Aspen Skiing Co.’s CEO: Summer activities, not skiing, are resort’s best hope for growth
ASPEN – Despite the Aspen Skiing Co.’s name, it is summer rather than winter that holds the greatest promise for future growth, president and CEO Mike Kaplan told an audience Friday in Snowmass Village.
Skico invested $10 million in the Lost Forest summer adventure playground that opened this summer in the Elk Camp section of Snowmass Ski Area. The company is betting that it can grow its business in July and August to rival prime winter months.
“We’ve got to say, ‘You know what, summer is just as important as winter,'” Kaplan said. “We’re going to deliver that service just like we do in the winter. We’re going to be fully open, fully on, fully engaged and believe in this place in summer.”
Skico increased its ridership on the Elk Camp Gondola by about 50 percent this summer, Kaplan told a couple hundred people attending a free community event called Upload for the Download.
“We’re not there yet,” he said about developing the summer business. Despite the growth at Snowmass, it was still only about half of the passengers Aspen Mountain’s Silver Queen Gondola hauls during summer.
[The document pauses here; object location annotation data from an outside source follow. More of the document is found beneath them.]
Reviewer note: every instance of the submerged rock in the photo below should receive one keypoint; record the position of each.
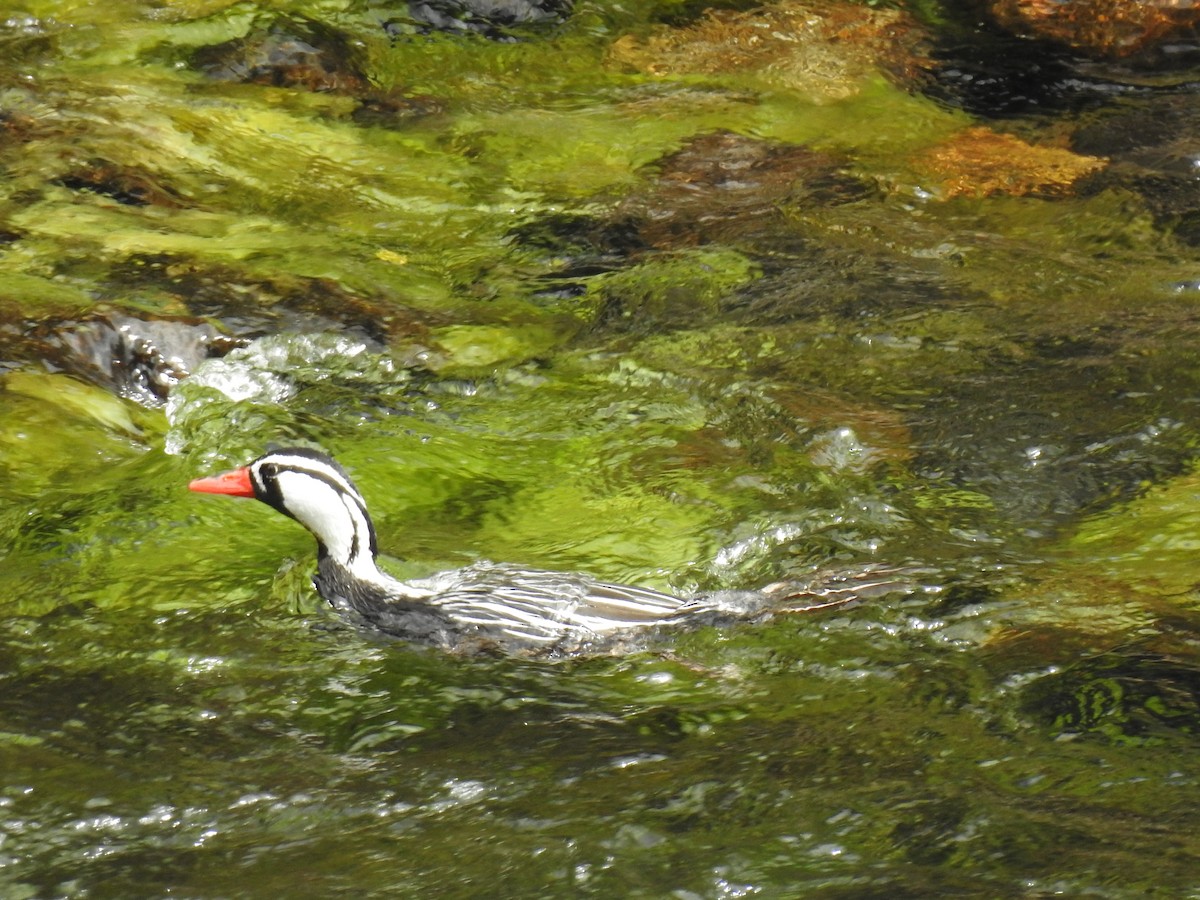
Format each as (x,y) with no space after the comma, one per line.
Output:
(289,53)
(137,359)
(127,185)
(981,162)
(725,186)
(826,51)
(491,18)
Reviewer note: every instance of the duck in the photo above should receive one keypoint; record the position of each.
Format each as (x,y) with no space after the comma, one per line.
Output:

“So we’d like to keep increasing by 50 percent, and I think we can and will,” Kaplan said. “It’s going to raise all ships. We’re starting to see glimpses.”
Occupancy and sales tax revenue for Snowmass Village were up throughout the summer months, sometimes drastically up. That’s not due entirely to the Lost Forest, Kaplan said, but that plays a big part of it.
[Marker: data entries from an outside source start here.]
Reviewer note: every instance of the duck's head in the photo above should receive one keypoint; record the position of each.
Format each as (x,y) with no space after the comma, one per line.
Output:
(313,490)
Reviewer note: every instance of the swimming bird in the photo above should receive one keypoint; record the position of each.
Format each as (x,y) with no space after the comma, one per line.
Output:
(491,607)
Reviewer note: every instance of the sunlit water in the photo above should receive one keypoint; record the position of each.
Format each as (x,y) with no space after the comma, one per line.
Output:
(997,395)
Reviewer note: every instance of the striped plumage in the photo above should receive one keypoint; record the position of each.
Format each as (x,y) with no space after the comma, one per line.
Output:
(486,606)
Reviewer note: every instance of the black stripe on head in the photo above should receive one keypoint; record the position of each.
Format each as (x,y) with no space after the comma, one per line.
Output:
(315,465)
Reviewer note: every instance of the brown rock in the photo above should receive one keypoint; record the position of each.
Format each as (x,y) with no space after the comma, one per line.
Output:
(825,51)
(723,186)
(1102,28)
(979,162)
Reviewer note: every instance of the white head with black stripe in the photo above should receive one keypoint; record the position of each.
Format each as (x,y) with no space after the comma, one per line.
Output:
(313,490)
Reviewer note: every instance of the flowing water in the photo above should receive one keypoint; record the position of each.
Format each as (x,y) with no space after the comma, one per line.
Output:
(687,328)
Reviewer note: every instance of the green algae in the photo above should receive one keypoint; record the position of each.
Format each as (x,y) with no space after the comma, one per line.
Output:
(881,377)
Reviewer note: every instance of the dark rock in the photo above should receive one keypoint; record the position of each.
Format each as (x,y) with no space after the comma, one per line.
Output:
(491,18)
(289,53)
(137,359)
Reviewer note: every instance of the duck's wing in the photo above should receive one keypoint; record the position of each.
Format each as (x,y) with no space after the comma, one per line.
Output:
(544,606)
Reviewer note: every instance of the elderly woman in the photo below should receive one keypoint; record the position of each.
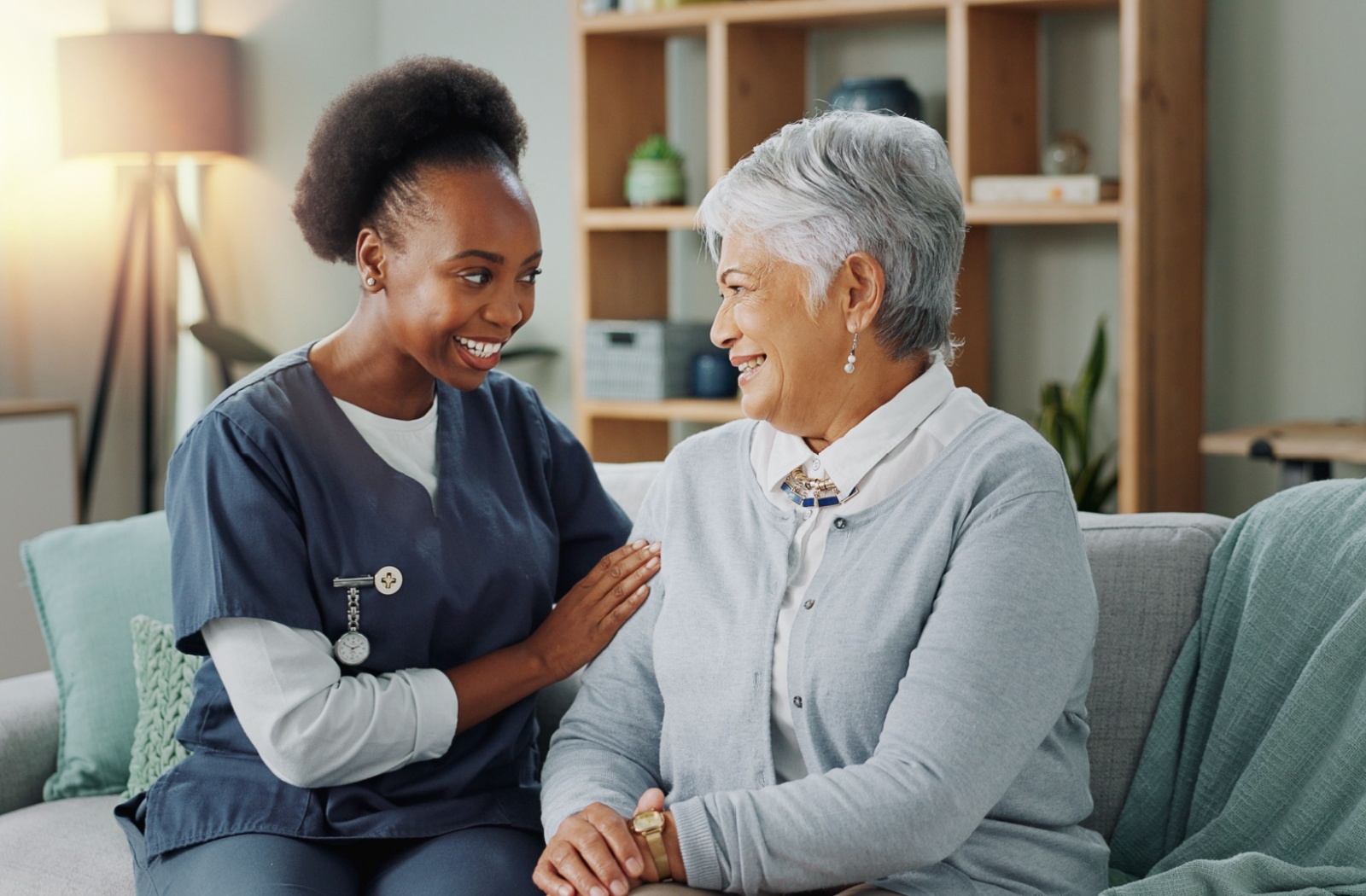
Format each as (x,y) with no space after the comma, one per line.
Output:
(869,646)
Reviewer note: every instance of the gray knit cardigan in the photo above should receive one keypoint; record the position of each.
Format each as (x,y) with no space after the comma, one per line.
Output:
(939,672)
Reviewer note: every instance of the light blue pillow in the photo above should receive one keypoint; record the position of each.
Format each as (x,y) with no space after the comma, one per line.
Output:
(88,582)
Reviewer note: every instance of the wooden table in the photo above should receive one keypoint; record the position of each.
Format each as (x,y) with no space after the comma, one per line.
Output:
(1304,448)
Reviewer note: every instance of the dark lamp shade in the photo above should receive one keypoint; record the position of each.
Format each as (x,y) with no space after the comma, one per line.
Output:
(149,92)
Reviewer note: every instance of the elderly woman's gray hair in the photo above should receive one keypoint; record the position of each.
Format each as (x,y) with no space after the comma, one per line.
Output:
(844,182)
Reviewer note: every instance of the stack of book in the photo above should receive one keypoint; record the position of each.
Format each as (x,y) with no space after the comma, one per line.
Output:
(1044,189)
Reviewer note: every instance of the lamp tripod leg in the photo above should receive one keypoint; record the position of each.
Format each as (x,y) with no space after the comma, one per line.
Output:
(149,347)
(137,205)
(188,239)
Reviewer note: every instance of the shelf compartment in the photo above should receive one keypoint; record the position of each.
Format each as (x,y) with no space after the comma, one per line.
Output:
(687,410)
(616,440)
(628,275)
(649,218)
(623,102)
(803,13)
(1028,213)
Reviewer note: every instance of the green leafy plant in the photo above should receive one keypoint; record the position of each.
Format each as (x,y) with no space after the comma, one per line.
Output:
(657,148)
(1065,420)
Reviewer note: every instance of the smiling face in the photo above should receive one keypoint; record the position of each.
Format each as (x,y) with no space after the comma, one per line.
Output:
(462,277)
(791,364)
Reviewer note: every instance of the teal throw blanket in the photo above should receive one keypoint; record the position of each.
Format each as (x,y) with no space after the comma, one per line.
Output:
(1253,779)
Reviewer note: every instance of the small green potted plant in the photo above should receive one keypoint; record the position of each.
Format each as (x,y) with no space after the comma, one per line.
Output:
(655,174)
(1065,416)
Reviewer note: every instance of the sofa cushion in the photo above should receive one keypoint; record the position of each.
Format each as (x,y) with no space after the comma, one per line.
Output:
(73,846)
(1149,571)
(88,584)
(27,738)
(628,482)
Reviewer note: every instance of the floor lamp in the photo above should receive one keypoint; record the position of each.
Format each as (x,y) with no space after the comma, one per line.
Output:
(141,95)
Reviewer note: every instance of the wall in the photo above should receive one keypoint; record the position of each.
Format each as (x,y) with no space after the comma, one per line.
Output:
(1287,273)
(1286,305)
(61,222)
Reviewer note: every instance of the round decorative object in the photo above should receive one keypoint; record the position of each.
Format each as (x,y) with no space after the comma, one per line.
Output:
(878,95)
(1067,154)
(714,375)
(653,182)
(388,581)
(353,648)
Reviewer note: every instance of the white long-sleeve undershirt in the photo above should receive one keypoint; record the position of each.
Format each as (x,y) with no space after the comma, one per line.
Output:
(313,725)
The Lost Forest features the Breathtaker Coaster that sends riders on bobsled-like cars around a 5,700-foot track and plummets 410 vertical feet. The coaster winds through the trees between a couple of Elk Camp’s ski runs.
There’s the Canopy Run Ziptour, a guided tour on eight zip lines and two sky bridges that span trees and platforms in the forest.
The Treeline Trail Challenge Course provides opportunities to cross five different paths on high ropes.
The Rugged Ascent Climbing Wall presents numerous routes within its 40 feet tall and 60 feet wide confines.
Skico also added to its downhill cycling and hiking trail network as part of the Lost Forest construction.
The Lost Forest and completion of Snowmass Base Village are supposed to finally mold the resort into the moneymaker Skico has always hoped it would be. While Aspen Mountain is the flagship resort, Aspen Highlands is the locals’ favorite and Buttermilk is home of Winter X Games, Snowmass is where Skico generates the majority of its roughly 1.5 million skier visits each winter. And Snowmass is where Kaplan and crew see the greatest potential for summer growth.
“The other intention here was to generate year-round economic viability,” Kaplan said of completing Base Village and adding the Lost Forest. Base Village’s evolution will take a big step forward in December when Skico’s Limelight Hotel, with 99 hotels rooms and 11 residences, opens. It will feature the same type of lounge that makes the Aspen Limelight so popular as well as a four-story climbing wall.
Despite goals and intents, summer has a long way to catch winter business.
“If you look at it compared to the winter months, I think the peak summer month is about 40 percent of what January, February and March look like,” Kaplan said. “So, good improvement. We still have a couple of big steps to make and I think we have all pieces in place.”